In current human neuroblastoma xenograft mouse models, tumours have been established subcutaneously and by orthotopic injection of cell lines or short-term cultured primary cells.3–9 Orthotopically growing tumours are more prone to form vascularised xenografts with increased frequency of spontaneous distant metastasis as compared to subcutaneous tumours.5 It has become increasingly clear that tumour cells cultured in vitro can develop aberrant and irreversible genetic and phenotypic changes not consistent with the properties of the original patient tumour.10 In addition, as shown here and previously reported,5,11 cell line–derived orthotopic neuroblastoma xenografts often lack substantial spontaneous metastasis to bone marrow. Although results from cell line-derived studies have been valuable, generation of neuroblastoma patient-derived xenografts (PDXs) by implantation of viable tumour explants from cancer patients is an alternative approach to better maintain patient-derived tumour cell features.12 By implantation of intact patient tumour explants, including human tumour stroma, in vitro induced modifications are bypassed. PDXs have been established by subcutaneous implantation of patient-derived tumour explants from paediatric cancers, including neuroblastoma13 and by implantation of neuroblastoma samples into human pluripotent stem cell-derived experimental teratomas.14 By subcutaneous and/or orthotopic implantation of diverse adult tumours (reviewed in Tentler et al.10), PDX-based tumour models have been increasingly utilised for preclinical drug screening. For this purpose and for mechanistic studies of metastasis and treatment resistance, it would be important to establish orthotopic PDX models of neuroblastoma to faithfully resemble the clinical features of the disease. Establishment of PDXs from rare tumours, like neuroblastoma, is however challenging for investigators with only sporadic access to fresh tumour material. We approached this problem by implantation of viably cryopreserved neuroblastoma samples.
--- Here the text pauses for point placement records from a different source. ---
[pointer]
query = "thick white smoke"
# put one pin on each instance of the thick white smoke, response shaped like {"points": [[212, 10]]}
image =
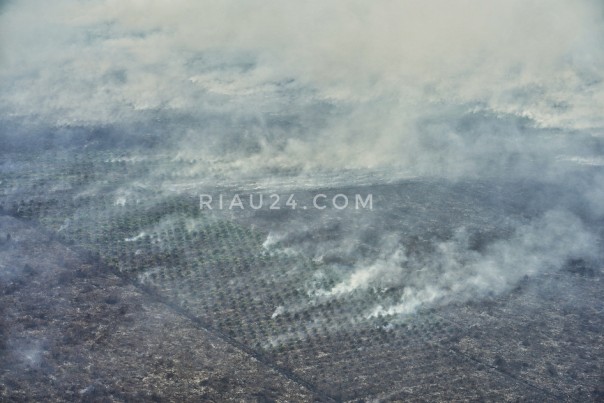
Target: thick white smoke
{"points": [[458, 89]]}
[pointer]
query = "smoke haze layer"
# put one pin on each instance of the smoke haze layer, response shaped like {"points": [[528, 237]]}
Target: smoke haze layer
{"points": [[273, 95]]}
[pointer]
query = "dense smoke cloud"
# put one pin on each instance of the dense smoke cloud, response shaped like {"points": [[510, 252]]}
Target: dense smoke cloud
{"points": [[321, 84], [255, 90]]}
Here we present the establishment, in vivo imaging and detailed characterisation of neuroblastoma patient-derived orthotopic xenografts in immunodeficient mice. Neuroblastoma PDXs retain the undifferentiated histology, neuroblastoma protein marker profile and gene copy number changes of their corresponding patient tumours. PDX-derived cells were cultured as neurospheres where tumour cells expressed typical neuroblastoma gene markers and retained tumour-initiating and metastatic capacity in vivo. Importantly, PDXs exhibit extensive infiltrative growth into surrounding tissues and display widespread metastasis to distant organs, including bone marrow.

Materials and Methods

Cell culture

The human neuroblastoma cell line SK-N-BE(2)c was grown in Minimum Essential Medium at 37°C in 5% CO2, 21% O2 and 95% air. The media was supplemented with 10% fetal bovine serum (FBS), 100 IU/ml penicillin and 100 μg/ml of streptomycin. Media and supplements were obtained from Invitrogen Life Technologies (Carlsbad, CA).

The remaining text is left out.